Selected First Quarter 2023 Financial Results
For the quarter ended December 31, 2022, total investment income was $4.7 million, of which $4.6 million was attributable to portfolio interest and dividend income and $0.1 million was attributable to fee and other income.
For the quarter ended December 31, 2022, total net expenses were $3.1 million and total net investment income was $1.6 million.
For the quarter ended December 31, 2022, the Company recorded a net realized gain of $13k and net unrealized gain of $2.3 million, due largely to market volatility in various investments.
Portfolio and Investment Activities
As of December 31, 2022, the fair value of the Company’s investment portfolio totaled $183.3 million and consisted of 43 portfolio companies.
As of December 31, 2022, the Company had 5 portfolio company investments on non-accrual status with a fair market value of $5.4 million.
Liquidity and Capital Resources
At December 31, 2022, the Company had $17.6 million in cash and cash equivalents and $57.5 million and $22.5 million outstanding in aggregate principal amount of its 5.25% unsecured notes due 2028 and 6.125% unsecured notes due 2023, respectively.
ABOUT PHENIXFIN CORPORATION
PhenixFIN Corporation is a non-diversified, internally managed closed-end management investment company incorporated in Delaware that has elected to be regulated as a business development company under the Investment Company Act of 1940, as amended. We completed our initial public offering and commenced operations on January 20, 2011. The Company has elected, and intends to qualify annually, to be treated, for U.S. federal income tax purposes, as a regulated investment company under Subchapter M of the Internal Revenue Code of 1986, as amended. Effective January 1, 2021, the Company operates under an internalized management structure.
Safe Harbor Statement and Other Disclosures
This press release contains “forward-looking” statements. Such forward-looking statements reflect current views with respect to future events and financial performance, and the Company may make related oral forward-looking statements on or following the date hereof. These forward-looking statements are subject to the inherent uncertainties in predicting future results and conditions. Certain factors could cause actual results and conditions to differ materially from those projected in these forward-looking statements, including among other things, PhenixFIN’s ability to deliver value to shareholders, increase investment activity, grow the Company, increase net investment income, reduce operating expenses, implement its investment objective, capitalize on investment opportunities, grow its net asset value and perform well in the prevailing market environment, the ability of our portfolio companies to perform well and generate income and other factors that are enumerated in the Company’s periodic filings with the Securities and Exchange Commission. PhenixFIN Corporation disclaims and does not undertake any obligation to update or revise any forward-looking statement in this press release.

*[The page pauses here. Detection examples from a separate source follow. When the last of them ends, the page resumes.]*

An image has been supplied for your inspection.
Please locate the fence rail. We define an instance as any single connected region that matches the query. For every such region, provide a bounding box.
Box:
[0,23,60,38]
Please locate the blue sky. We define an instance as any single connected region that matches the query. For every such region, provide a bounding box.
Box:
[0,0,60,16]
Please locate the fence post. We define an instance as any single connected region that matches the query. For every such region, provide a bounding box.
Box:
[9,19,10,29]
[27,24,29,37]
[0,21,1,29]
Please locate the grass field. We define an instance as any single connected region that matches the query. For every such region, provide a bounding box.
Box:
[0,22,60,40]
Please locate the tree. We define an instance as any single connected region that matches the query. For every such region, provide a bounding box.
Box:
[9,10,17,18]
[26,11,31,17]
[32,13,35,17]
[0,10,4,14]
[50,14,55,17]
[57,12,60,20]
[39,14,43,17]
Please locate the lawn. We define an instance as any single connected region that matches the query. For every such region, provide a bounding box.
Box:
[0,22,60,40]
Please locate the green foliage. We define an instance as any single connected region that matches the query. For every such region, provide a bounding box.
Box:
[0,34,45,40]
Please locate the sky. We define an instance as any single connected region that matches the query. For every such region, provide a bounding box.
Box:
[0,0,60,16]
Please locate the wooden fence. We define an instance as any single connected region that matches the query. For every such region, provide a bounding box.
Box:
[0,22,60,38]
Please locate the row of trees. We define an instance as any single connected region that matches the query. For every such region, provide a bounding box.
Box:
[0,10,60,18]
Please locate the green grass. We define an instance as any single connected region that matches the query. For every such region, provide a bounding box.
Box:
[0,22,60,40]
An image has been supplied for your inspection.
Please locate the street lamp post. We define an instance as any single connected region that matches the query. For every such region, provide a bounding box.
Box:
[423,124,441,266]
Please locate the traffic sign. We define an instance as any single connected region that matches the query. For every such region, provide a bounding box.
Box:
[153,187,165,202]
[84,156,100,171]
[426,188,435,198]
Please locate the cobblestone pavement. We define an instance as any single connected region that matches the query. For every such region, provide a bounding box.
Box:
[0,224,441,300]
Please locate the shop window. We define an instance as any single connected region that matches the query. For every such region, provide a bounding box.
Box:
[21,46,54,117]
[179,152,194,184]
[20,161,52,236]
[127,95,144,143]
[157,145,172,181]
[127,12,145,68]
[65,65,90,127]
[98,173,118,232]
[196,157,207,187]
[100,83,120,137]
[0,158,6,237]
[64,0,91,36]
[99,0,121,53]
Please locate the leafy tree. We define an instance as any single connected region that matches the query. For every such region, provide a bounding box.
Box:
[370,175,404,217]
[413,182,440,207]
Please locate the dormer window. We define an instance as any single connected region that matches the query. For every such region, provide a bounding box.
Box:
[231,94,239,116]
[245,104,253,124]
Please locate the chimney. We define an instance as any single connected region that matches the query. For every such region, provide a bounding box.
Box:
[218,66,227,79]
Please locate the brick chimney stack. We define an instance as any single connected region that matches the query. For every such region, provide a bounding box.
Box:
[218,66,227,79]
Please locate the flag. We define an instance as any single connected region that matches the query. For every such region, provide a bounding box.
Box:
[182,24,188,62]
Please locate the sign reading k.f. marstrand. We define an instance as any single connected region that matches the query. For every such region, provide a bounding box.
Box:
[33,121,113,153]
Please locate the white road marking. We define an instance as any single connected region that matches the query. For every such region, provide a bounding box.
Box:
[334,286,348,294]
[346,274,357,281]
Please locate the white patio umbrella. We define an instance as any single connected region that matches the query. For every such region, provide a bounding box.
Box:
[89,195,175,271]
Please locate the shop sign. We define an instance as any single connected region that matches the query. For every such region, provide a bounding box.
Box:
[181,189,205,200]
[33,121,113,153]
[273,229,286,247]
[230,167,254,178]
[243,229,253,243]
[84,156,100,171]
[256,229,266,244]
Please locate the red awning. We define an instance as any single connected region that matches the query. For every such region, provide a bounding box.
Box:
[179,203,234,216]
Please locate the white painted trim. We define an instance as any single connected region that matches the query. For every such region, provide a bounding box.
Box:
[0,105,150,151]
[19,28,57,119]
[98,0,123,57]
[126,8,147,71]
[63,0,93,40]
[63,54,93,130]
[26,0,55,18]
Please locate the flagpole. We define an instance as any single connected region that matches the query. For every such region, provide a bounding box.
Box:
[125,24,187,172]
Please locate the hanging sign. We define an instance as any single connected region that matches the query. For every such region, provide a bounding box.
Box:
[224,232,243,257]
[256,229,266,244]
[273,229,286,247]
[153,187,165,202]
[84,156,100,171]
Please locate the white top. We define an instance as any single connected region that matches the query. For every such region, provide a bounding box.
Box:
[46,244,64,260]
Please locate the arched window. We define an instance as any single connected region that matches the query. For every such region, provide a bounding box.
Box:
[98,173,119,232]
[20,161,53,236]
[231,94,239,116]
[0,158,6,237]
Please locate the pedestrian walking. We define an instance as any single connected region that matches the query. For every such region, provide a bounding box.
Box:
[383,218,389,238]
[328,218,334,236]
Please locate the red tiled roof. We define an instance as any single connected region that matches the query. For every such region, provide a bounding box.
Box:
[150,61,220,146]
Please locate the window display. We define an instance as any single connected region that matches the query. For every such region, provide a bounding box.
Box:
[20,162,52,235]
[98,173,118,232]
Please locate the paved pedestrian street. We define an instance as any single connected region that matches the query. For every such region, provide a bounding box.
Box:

Past performance is not a guarantee of future results. The press release contains unaudited financial results. For ease of review, we have excluded the word “approximately” when rounding the results. This press release is for informational purposes only and is not an offer to purchase or a solicitation of an offer to sell shares of PhenixFIN Corporation’s common stock. There can be no assurance that PhenixFIN Corporation will achieve its investment objective.
For PhenixFIN investor relations, please call 212-859-0390. For media inquiries, please contact info@phenixfc.com.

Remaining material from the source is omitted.